The missing piece in Google's flow is OCR, and that's exactly the first step a purpose-built scanned-PDF translator does for you. Reglyph treats image-only PDFs as the normal case: it OCRs the scan, erases the original text from the page, translates it, and re-typesets the translation back into the same positions — so tables, columns, figures, stamps, and numbers stay where they were. You upload the scan as-is (a PDF or even a phone photo) and download a finished, layout-correct PDF. No separate OCR step, no manual reformatting.

  1. 1Upload the scan as-is. An image-only scanned PDF or a phone photo of the page is fine. No text layer needed, no pre-conversion — exactly the file Google Translate rejects.
  2. 2It OCRs and translates. OCR extracts the source text, it's translated to your target language, and the original text is cleanly erased from the page.
  3. 3Download with the layout intact. You get a PDF where every table, figure, stamp, and number sits exactly where it was — only the words changed language. The first 3 pages are free to try.

The short version

Can Google Translate a scanned PDF? Not directly — its document tab only reads PDFs that already contain text, and it won't OCR a scan, so image-only documents get refused. You can OCR the file yourself first and then translate it, but you'll lose the formatting and have to rebuild it. If you want to skip all of that, a translator built for scanned PDFs does the OCR, translation, and re-typesetting in one pass and gives you back a clean, layout-correct document.

Frequently asked

Can Google Translate translate a scanned PDF?

Not directly. Google Translate's document tab only reads PDFs that already have a text layer, and it doesn't run OCR on uploads. A scanned PDF is an image with no text layer, so Google Translate refuses it or returns nothing. You need OCR first — or a tool that OCRs the scan automatically.

Why does Google Translate say it can't translate my PDF?

Because your PDF is most likely a scan — an image of a page with no underlying text.
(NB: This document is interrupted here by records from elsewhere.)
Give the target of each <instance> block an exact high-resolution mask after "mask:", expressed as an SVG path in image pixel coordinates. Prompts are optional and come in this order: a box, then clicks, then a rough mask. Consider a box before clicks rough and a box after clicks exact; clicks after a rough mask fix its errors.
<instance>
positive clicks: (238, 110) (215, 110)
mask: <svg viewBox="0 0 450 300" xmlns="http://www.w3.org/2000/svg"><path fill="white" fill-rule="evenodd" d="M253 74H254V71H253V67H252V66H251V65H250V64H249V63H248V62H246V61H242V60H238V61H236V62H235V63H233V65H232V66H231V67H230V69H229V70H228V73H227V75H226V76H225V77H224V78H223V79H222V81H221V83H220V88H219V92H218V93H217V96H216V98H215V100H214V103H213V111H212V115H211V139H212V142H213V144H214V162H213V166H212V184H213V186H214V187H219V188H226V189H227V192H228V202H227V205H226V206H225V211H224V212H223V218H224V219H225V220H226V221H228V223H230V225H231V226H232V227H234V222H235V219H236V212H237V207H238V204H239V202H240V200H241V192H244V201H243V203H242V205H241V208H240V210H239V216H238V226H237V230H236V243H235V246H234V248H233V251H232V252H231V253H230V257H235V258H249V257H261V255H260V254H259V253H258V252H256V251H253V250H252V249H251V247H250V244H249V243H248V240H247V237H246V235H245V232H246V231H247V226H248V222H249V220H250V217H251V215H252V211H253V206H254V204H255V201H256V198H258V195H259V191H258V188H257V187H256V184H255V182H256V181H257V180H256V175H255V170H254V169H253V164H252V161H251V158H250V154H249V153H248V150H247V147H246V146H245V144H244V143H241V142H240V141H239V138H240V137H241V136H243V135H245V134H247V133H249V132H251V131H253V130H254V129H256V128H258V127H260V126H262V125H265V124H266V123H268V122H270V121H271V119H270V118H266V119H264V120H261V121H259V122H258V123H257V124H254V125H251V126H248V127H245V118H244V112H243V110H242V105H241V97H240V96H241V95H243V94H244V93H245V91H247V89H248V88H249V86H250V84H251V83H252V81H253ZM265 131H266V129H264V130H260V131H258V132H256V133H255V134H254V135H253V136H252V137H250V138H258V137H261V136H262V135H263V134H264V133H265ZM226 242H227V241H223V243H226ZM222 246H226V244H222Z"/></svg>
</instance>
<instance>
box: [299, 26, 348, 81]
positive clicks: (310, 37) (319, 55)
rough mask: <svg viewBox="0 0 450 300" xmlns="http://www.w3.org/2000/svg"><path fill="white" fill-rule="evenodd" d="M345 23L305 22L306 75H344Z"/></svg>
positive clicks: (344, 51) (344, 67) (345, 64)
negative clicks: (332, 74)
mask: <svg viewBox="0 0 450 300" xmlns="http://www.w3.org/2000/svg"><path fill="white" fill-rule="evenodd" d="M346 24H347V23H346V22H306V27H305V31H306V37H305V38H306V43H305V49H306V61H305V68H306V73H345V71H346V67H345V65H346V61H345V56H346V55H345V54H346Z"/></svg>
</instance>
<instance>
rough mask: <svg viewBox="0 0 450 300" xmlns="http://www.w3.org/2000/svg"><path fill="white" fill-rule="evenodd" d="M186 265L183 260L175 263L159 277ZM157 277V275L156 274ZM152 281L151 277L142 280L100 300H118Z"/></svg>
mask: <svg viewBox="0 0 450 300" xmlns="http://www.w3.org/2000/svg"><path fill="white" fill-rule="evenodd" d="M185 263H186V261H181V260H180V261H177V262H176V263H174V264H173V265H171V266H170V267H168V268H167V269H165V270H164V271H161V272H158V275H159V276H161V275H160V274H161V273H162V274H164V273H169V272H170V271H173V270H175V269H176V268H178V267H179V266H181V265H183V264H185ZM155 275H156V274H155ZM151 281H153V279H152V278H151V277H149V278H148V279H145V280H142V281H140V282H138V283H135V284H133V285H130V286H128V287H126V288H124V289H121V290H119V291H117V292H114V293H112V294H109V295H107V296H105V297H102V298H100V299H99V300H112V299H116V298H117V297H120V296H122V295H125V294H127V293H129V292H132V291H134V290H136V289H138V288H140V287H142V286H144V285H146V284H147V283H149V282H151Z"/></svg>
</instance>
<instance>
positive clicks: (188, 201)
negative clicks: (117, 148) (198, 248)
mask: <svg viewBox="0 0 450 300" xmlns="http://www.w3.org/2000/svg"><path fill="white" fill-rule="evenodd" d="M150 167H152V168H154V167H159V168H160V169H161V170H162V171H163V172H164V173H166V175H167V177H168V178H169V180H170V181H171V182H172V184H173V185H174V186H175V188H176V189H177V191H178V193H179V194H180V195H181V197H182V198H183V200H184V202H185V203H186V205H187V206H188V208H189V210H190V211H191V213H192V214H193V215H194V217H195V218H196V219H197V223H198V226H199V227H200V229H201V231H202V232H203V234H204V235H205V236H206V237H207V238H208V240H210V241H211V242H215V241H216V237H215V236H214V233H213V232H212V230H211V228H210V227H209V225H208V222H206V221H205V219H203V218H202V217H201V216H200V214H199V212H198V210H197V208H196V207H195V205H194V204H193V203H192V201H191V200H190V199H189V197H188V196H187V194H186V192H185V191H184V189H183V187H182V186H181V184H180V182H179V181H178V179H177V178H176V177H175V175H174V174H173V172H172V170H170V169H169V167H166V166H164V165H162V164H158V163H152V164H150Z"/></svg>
Google Translate has no characters to read and won't convert the image to text itself, so it stops with an unsupported or 'can't translate' message instead of producing a file.

How do I make Google Translate work on a scanned document?

Run the scan through an OCR tool first (Acrobat's 'Recognize Text' or a free OCR site) to create a PDF or Word file that contains real text, then upload that to Google Translate. The downside is you lose the original layout and have to rebuild tables and columns by hand.

Is there a way to translate a scanned PDF without losing the layout?

Yes — use a translator built for scans that OCRs the page, translates it, and re-typesets the result back into the original positions. Reglyph does this in one step: upload the scanned PDF as-is and download a translated PDF with tables, figures, and stamps still in place.